Told in Emily Belden’s signature edgy voice, a novel about a young widow’s discovery of her late husband’s secret and her journey toward hope and second-chance love.
Twenty-nine-year-old Charlotte Rosen has a secret: she’s a widow. Ever since the fateful day that leveled her world, Charlotte has worked hard to move forward. Great job at a hot social media analytics company? Check. Roommate with no knowledge of her past? Check. Adorable dog? Check. All the while, she’s faithfully data-crunched her way through life, calculating the probability of risk—so she can avoid it.
Yet Charlotte’s algorithms could never have predicted that her late husband’s ashes would land squarely on her doorstep five years later. Stunned but determined, Charlotte sets out to find meaning in this sudden twist of fate, even if that includes facing her perfectly coiffed, and perfectly difficult, ex-mother-in-law—and her husband’s best friend, who seems to become a fixture at her side whether she likes it or not.
But soon a shocking secret surfaces, forcing Charlotte to answer questions she never knew to ask and to consider the possibility of forgiveness. And when a chance at new love arises, she’ll have to decide once and for all whether to follow the numbers or trust her heart.
EMILY BELDEN is a journalist, social media marketer, and storyteller. She is the author of the novel Hot Mess and Eightysixed: A Memoir about Unforgettable Men, Mistakes, and Meals. She lives in Chicago. Visit her website at http://www.emilybelden.com or follow her on Twitter and Instagram, @emilybelden.
Disclaimer: I voluntarily read and reviewed an advanced copy of this book. All thoughts and opinions are my own. Thank you to Harlequin Trade Publishing, Netgalley, and Graydon Books for this free copy. All quotes in this review are taken from the Advanced Reader Copy and may change in final publication.
Sorry for the mix-up earlier fam. Spending hours in the ER and totally spacing on making sure I had this review up the right way was not on the priority list unfortunately, but here we are, and thanks for the early likes!
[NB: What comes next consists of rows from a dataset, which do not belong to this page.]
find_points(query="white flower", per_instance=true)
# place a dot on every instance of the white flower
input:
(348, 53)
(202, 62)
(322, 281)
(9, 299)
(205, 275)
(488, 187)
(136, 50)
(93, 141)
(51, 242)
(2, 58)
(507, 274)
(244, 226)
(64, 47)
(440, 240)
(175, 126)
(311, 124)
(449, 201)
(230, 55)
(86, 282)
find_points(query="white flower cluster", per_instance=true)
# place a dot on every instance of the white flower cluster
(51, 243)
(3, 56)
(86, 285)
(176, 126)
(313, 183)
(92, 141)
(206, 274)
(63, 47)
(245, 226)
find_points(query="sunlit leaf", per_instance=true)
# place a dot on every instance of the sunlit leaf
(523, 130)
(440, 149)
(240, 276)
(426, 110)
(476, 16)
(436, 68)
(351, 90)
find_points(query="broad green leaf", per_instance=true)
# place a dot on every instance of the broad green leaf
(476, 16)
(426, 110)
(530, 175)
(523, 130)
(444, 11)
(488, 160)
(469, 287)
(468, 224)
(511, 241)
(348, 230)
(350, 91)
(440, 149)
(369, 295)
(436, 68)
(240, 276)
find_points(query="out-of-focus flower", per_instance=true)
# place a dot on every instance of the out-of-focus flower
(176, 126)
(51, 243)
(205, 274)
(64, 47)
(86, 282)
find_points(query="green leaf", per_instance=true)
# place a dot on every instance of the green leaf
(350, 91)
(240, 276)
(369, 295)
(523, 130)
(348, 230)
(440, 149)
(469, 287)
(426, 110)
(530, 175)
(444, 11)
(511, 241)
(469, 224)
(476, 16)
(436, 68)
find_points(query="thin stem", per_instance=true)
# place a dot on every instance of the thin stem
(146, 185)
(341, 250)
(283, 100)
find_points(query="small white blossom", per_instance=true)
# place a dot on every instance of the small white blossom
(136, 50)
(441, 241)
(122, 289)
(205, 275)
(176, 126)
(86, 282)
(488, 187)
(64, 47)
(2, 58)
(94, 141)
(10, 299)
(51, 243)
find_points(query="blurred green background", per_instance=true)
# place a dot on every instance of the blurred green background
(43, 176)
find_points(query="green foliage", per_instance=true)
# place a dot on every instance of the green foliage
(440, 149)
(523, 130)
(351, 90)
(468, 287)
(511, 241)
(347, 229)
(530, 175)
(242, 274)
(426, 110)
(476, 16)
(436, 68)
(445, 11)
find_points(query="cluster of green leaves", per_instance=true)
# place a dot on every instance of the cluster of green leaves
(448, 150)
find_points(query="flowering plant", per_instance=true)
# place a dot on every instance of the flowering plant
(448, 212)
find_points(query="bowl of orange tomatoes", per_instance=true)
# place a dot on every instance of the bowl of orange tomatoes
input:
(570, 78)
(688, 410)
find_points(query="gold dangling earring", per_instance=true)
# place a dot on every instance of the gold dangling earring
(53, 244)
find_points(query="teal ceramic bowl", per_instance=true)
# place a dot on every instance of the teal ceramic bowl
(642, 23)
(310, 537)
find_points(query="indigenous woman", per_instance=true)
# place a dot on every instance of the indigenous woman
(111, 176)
So this book pretty much broke my heart because I personally couldn’t imagine losing my husband like that. Even in general, I don’t know if I could imagine having to deal with my husband dying and then having to deal with the aftermath. So low and behold my true feelings when I read more about Charlotte trying to move forward in her life, and doing a very good job at it, if I do say so myself.
And she’s such a young widow too. It’s not common to have storylines about late twenty-year old widows, and while this immediately makes me think about young military widows – ha, my husband is in the military so that is a constant fear of mine whenever he has to go out to sea – I know that it’s not always the case. I also felt a certain type of way that she totally immerses herself into risk-analytics to try to make sure that she doesn’t take any negative risks in her life ever again. How sad is that though when you think about it? But if I was smart enough to calculate that too, I know I would do the same thing.
Charlotte even handles things better than I do because I don’t know if I would be able to handle having any memories of my late husband around me, mostly his mother or his best friend. It would just be too painful, and honestly I don’t know if I could even bring up the courage to talk to them ever again. I know their pain would probably be worse than mine, but still. Just don’t know if I could do it.
But despite some of the tears that this book brought up for me, there were moments of happiness, some silliness, and it gave me some sort of hope that Charlotte would be okay no matter what. Grief is a process and I think that this may be a part of getting through it.